MAGISTRATES COURT of TASMANIA

CORONIAL DIVISION Record of Investigation into Death (Without Inquest) Coroners Act 1995 Coroners Rules 2006 Rule 11 I, Olivia McTaggart, Coroner, having investigated the death of Allan Roy Bird Find, pursuant to Section 28(1) of the Coroners Act 1995, that a) The identity of the deceased is Allan Roy Bird, date of birth 23 December 1931.

b) Mr Bird was 92 years of age and, since 23 May 2024, he had been a resident of Fairway Rise residential aged care facility (“RACF”) operated by Southern Cross Care (Tasmania) Inc. On 14 August 2024, Mr Bird had an unwitnessed fall in his room which resulted in a left hip fracture. He had surgery to fix the fracture at the Royal Hobart Hospital but declined with delirium postoperatively. He was transferred back to the RACF, and, with family approval, palliative care was administered until he passed away.

c) Mr Bird died as a result of the consequences of his accidental fall at the RACF, these being post-operative delirium, left femoral intra-medullary nail insertion and a left neck of femur intertrochanteric fracture. His age-related frailty, coronary artery disease, hypothyroidism and atrial fibrillation contributed to his cause of death.

d) Mr Bird died on 22 August 2024 at Lindisfarne, Tasmania.

In making the above findings, I have had regard to the evidence gained in the investigation into Mr Bird’s death. The evidence includes:

• The Police Report of Death for the Coroner;

• Affidavits confirming identity;

• Opinion of the forensic pathologist regarding cause of death;

• Records, report and Root Cause Analysis from Southern Cross Care;

• Medical Records from the Royal Hobart Hospital;

• Falls Review Report by Angela Duncan, Coronial Nurse; and

• Medical review by Dr Anthony Bell MD FRACP FCICM, Coronial Medical Consultant.

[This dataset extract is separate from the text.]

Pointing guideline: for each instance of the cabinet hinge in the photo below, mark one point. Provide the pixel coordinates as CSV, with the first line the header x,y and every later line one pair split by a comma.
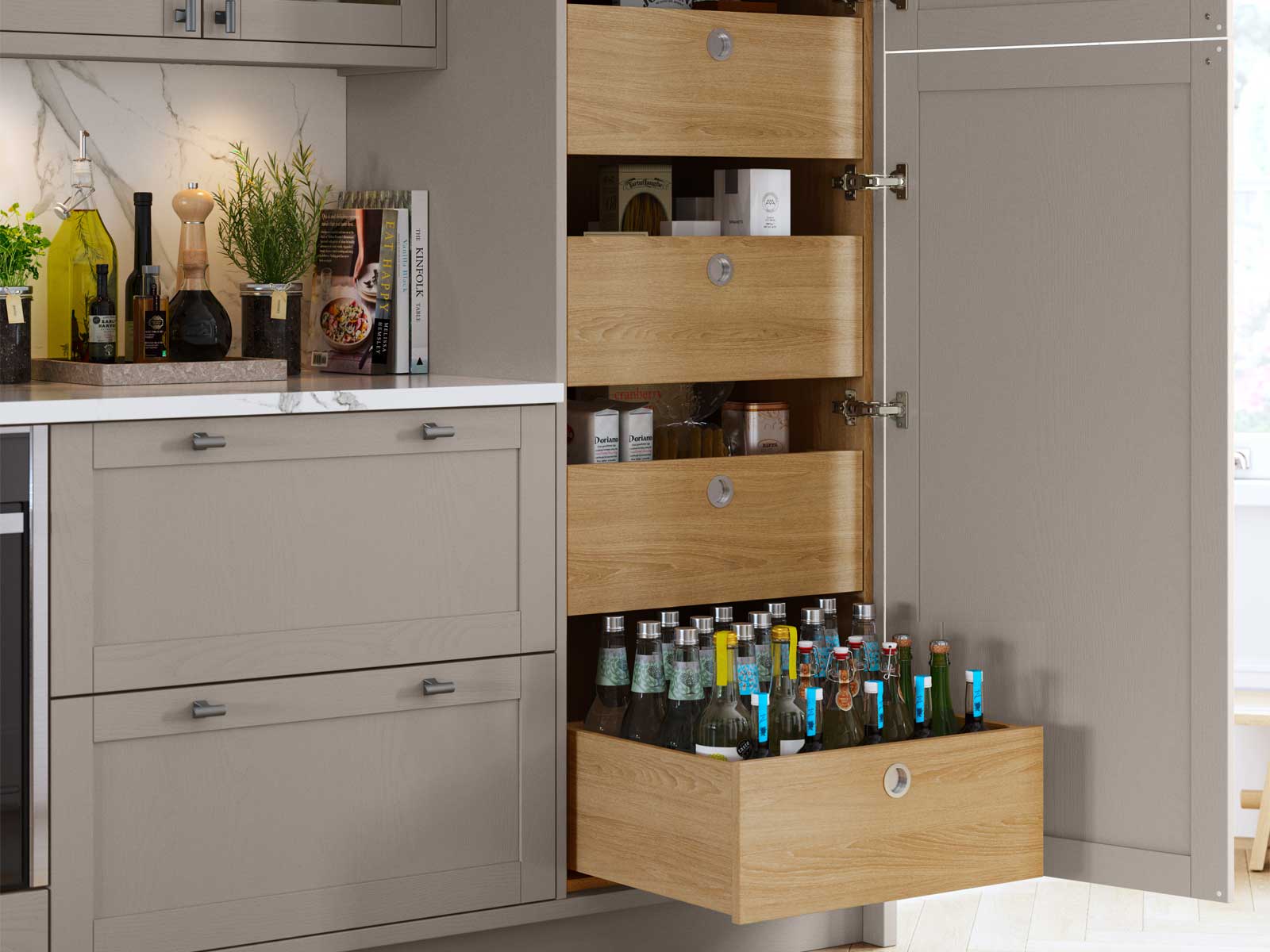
x,y
854,409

Comments and Recommendations Upon the evidence in the investigation, there were missed opportunities in the care and assessment of Mr Bird at the RACF that put him at increased risk of his fall. Before his fall, Mr Bird had been assessed as being at a low falls risk with insufficient, clearly documented falls prevention strategies being in place.

The evidence indicates that the following matters should have been considered in implementing fall prevention strategies:

• The fact that Mr Bird was 92 years of age. This factor alone would have put him at increased risk of falling due to sarcopenia or the loss of skeletal muscle mass and strength due to ageing.

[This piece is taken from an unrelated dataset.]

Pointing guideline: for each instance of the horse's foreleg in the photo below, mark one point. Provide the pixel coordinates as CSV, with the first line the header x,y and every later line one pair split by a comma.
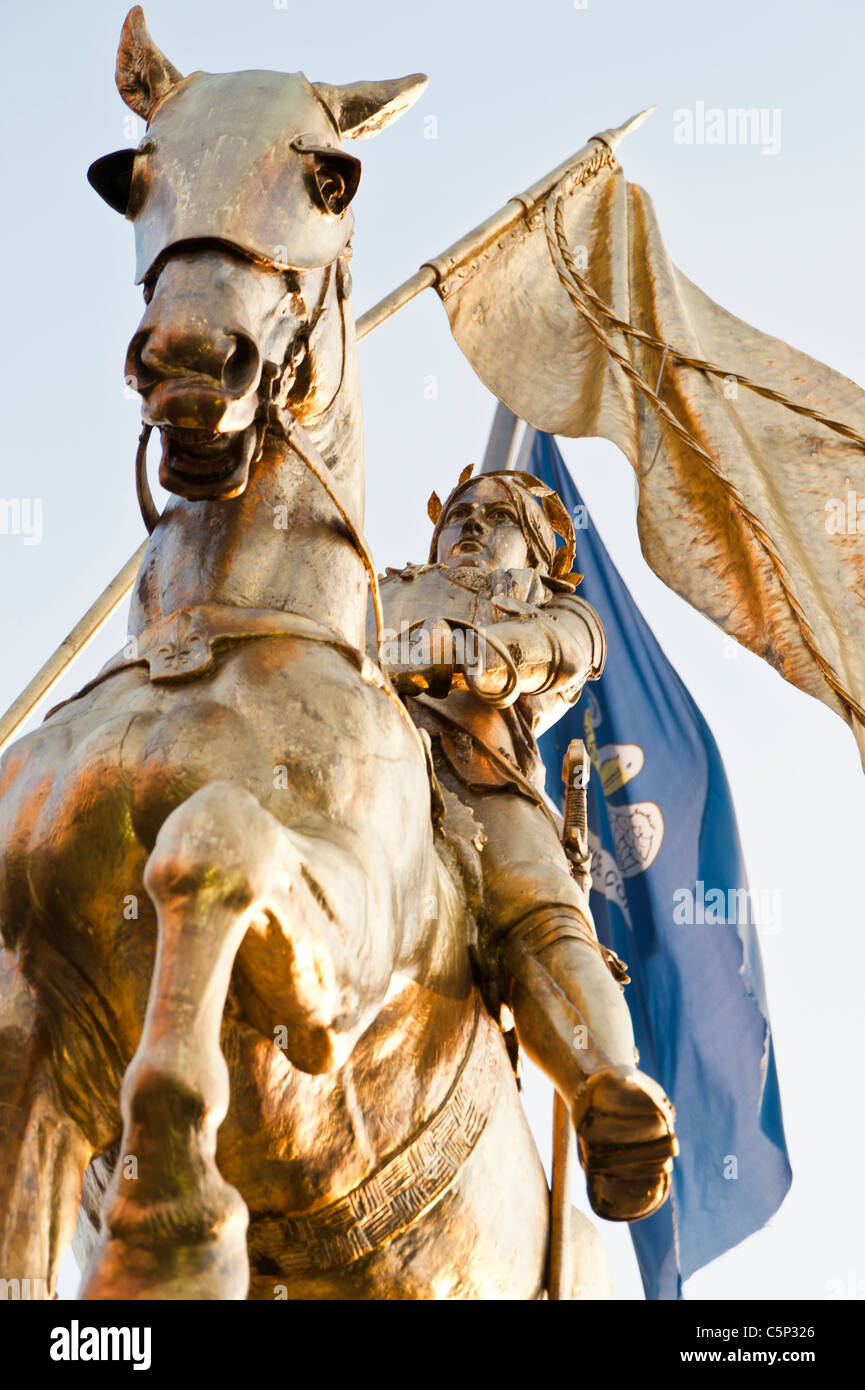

• The fact that Mr Bird was taking three prescribed medications, including a benzodiazepine, that put him at increased risk of a fall and life-threatening complications of a fall.

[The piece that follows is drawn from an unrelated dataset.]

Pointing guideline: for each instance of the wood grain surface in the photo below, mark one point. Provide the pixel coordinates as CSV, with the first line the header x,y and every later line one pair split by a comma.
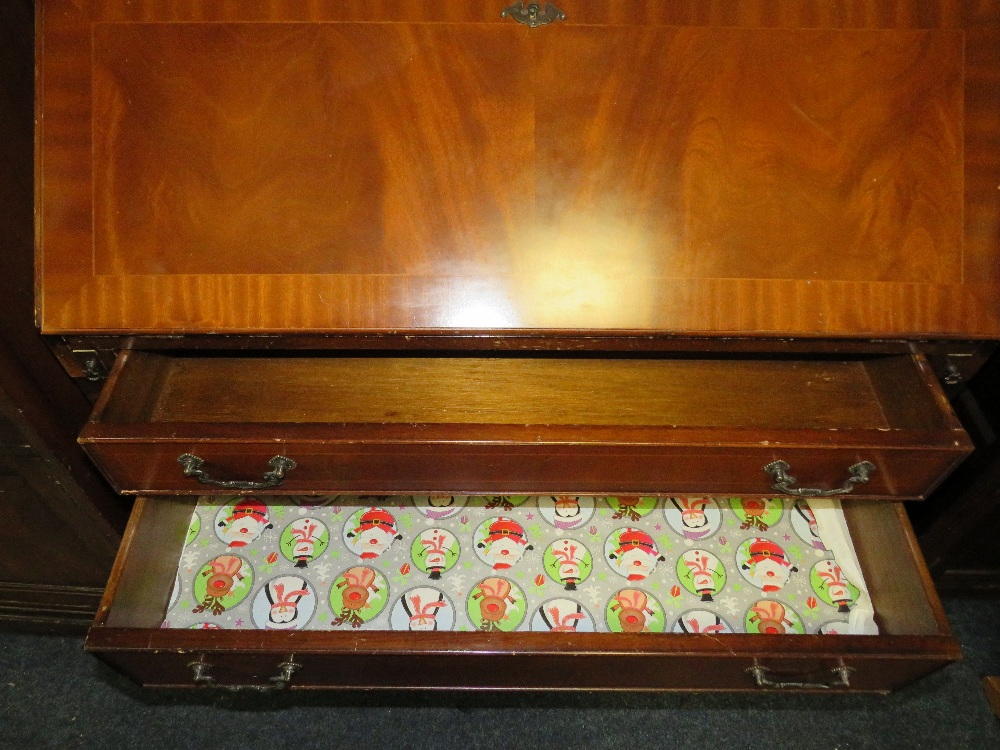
x,y
403,425
702,168
405,390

• That Mr Bird was documented as being prone to impulsivity, especially in relation to his decisions concerning mobility. He often did not use his mobility aid.

• That a formalised and comprehensive care plan should have been put in place when Mr Bird transitioned from being a respite patient to being a permanent resident of the facility.

• That a further falls risk assessment should have been conducted in response to Mr Bird’s functional decline before his death.

If the above matters had been properly considered or completed, Mr Bird may have had the benefit of additional or more clearly documented falls prevention strategies. Additional measures for consideration may have included increased staff supervision, bed sensors and the offer of hip protectors.

I recognise, of course, that even if Mr Bird’s falls risk had been properly recognised and mitigated, he may well still have fallen and suffered fatal injuries due to his tendency to mobilise without calling for assistance or without his mobility aid.

I also acknowledge that the RACF, in its Root Cause Analysis, has recommended several measures to ensure rigorous falls assessments and prevention strategies for residents. If these recommendations have not already been implemented, they should be completed without delay.

I convey my sincere condolences to the family and loved ones of Mr Bird.

Dated: 7 January 2026 at Hobart, in the State of Tasmania.